Movie Making Madames Part Four: Maya Deren and Germaine Dulac

26 Nov

Cross posted to Sarah’s blog

Sometimes it can seem like all the films being churned out are either remakes or sequels. Hollywood can seem formulaic and narratively simplistic. Ever since movies began there have always been people who have wanted to try something different and so the independent film industry was born. It lacked the money and influence of mainstream film industries but it made up for that with maverick ideas and inventive ways of bringing them to life.

image from here

Germaine Dulac did a bit of everything. She started her career as a feminist journalist before pursuing her passion for still photography that propelled her on to working as a film director, writer, producer and theorist as well as becoming the president of Fédération des ciné-clubs, a group dedicated to promoting up and coming filmmakers and teaching photography and film, putting many of her contemporary counterparts to shame.

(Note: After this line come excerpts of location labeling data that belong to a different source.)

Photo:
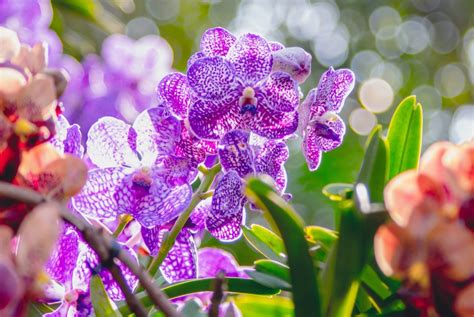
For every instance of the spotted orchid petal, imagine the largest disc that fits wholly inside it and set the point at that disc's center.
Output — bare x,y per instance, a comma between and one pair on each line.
112,143
333,89
174,170
68,138
216,42
160,203
180,263
270,160
235,152
311,151
214,260
227,212
281,92
64,257
251,57
329,132
174,89
272,124
157,134
211,120
98,198
211,77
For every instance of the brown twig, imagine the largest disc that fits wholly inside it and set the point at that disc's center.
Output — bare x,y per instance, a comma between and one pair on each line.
105,247
217,294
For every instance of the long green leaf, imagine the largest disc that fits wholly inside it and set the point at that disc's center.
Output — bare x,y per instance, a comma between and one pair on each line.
303,279
266,242
100,301
405,136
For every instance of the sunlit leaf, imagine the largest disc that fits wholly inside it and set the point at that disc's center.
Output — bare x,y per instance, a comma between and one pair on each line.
258,306
338,191
404,136
302,273
100,301
266,242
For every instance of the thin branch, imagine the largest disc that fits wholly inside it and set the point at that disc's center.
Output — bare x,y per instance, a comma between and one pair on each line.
105,247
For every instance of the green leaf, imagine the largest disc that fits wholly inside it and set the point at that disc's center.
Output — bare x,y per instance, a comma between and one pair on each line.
266,242
405,136
100,301
338,191
282,216
258,306
273,268
374,171
269,280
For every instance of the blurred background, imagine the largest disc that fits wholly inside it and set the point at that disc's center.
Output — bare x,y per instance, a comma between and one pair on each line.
396,48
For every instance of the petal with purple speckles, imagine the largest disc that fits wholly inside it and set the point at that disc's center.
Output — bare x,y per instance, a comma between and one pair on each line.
281,92
235,152
272,124
161,204
174,89
216,42
211,120
157,134
329,132
151,239
180,263
211,77
64,257
333,89
227,212
174,170
112,142
311,151
97,198
270,160
213,260
252,58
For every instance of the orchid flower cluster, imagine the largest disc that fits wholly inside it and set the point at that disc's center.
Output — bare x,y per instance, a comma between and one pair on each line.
233,110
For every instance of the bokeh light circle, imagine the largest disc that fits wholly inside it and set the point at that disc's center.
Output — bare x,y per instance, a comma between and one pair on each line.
376,95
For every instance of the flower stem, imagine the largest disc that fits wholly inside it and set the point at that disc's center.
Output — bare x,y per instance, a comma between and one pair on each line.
181,221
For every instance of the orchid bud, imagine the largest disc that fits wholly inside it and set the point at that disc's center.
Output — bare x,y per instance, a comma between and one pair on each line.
293,60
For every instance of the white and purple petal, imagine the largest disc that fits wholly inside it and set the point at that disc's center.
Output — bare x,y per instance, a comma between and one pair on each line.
180,263
211,77
281,92
235,152
252,58
210,120
227,212
157,134
112,143
174,89
216,42
311,151
333,89
270,160
272,124
161,204
99,197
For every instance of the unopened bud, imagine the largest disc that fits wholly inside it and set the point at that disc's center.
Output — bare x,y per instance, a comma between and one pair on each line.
293,60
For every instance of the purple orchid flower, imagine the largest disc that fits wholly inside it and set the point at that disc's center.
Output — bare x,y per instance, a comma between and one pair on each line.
322,129
138,172
239,158
232,86
70,265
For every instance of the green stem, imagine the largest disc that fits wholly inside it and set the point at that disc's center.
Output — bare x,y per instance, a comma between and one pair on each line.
181,221
124,220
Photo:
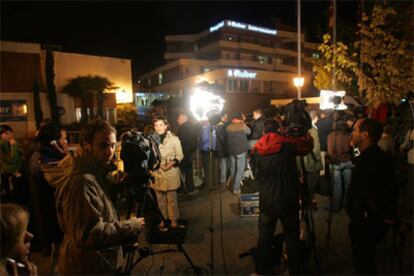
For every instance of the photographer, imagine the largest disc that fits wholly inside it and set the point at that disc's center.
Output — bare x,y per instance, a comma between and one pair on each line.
167,177
93,234
277,175
15,241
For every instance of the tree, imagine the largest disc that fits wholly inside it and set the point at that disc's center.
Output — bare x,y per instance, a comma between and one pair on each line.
85,87
386,47
51,89
338,60
36,102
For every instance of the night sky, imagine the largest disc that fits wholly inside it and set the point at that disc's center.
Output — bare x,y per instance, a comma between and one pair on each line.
136,30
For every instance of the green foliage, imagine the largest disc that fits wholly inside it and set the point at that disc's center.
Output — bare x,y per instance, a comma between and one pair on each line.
386,45
340,61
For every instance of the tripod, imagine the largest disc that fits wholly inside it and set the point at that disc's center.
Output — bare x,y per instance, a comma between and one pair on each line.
171,236
306,216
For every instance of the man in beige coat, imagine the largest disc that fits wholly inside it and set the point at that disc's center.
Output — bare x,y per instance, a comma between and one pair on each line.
167,178
93,234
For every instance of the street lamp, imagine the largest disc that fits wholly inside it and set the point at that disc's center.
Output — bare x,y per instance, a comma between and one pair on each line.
298,81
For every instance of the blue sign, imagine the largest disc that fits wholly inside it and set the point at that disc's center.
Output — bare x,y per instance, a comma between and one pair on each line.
13,110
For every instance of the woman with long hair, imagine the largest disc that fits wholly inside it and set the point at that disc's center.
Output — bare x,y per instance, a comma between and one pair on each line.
167,178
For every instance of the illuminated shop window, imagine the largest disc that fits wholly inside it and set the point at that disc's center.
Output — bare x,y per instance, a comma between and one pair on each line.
244,85
262,59
159,78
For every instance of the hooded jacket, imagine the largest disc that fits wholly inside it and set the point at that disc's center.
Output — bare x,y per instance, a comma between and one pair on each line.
93,234
276,172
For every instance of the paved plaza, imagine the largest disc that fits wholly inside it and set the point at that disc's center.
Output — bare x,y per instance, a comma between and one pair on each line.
239,234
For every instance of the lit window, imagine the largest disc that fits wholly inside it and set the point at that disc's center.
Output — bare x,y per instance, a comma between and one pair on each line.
231,85
315,55
159,78
262,59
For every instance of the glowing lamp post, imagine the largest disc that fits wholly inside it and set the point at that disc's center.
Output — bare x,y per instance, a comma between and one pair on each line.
298,83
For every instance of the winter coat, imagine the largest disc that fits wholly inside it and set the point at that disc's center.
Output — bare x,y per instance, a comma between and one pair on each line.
339,148
324,126
93,234
205,138
221,147
276,172
170,150
10,157
45,158
188,135
237,142
313,160
372,190
257,128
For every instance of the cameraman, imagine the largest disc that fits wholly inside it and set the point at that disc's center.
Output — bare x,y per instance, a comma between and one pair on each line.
93,234
278,179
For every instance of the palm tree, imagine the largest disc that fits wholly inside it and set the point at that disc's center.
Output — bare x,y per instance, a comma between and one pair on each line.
85,87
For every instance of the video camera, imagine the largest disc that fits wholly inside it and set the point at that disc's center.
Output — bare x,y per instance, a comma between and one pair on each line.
297,119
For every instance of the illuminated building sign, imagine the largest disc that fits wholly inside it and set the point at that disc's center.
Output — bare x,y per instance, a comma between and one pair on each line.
236,73
242,26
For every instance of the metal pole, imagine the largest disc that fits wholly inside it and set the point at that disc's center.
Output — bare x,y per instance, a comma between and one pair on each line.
299,50
334,45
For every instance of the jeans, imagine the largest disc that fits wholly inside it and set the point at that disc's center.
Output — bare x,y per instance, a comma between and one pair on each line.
186,167
205,159
341,176
223,169
237,165
267,224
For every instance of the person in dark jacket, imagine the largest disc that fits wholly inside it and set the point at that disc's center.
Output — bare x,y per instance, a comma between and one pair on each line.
237,146
339,154
48,152
188,134
222,154
207,146
324,125
372,196
257,126
277,175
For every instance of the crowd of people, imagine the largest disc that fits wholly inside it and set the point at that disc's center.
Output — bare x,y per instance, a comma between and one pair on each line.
70,194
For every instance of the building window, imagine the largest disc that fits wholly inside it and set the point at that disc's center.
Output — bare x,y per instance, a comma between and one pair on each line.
231,85
159,78
110,115
315,55
230,37
262,59
244,85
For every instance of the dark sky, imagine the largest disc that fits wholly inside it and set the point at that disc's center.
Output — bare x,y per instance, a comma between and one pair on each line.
136,30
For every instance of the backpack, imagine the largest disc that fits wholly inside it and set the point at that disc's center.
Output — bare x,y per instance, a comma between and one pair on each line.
139,153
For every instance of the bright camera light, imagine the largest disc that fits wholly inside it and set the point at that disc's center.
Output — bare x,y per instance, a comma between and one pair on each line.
204,104
332,100
298,81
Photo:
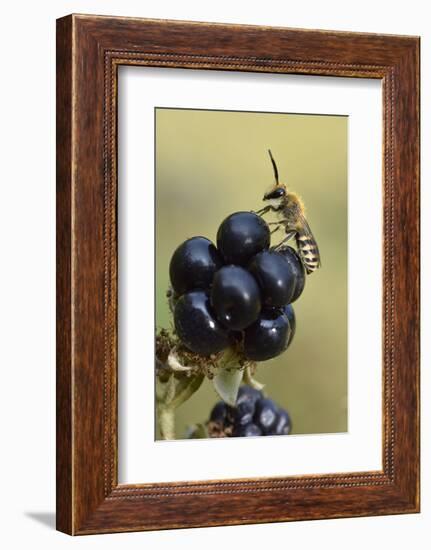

Dabbling in both Impressionism and Surrealism, Dulac’s big successes in cinema such as The Seashell and the Clergyman and The Smiling Madam Beudet came before the advent of sound cinema and before Luis Buñuel and Salvador Dali’s Un Chien Andalou, arguably the most famous Surrealist film ever (If you’ve never heard of it is the film where Buñuel slices a woman’s eye open, it turns into the moon and he and Dali are monks… watch it).

After the introduction of sound Dulac’s career faltered and she spent the rest of her life making newsreels for Pathe and Gaumont. When she died it took three weeks and numerous re-writes before her obituary to be published, she was so controversial.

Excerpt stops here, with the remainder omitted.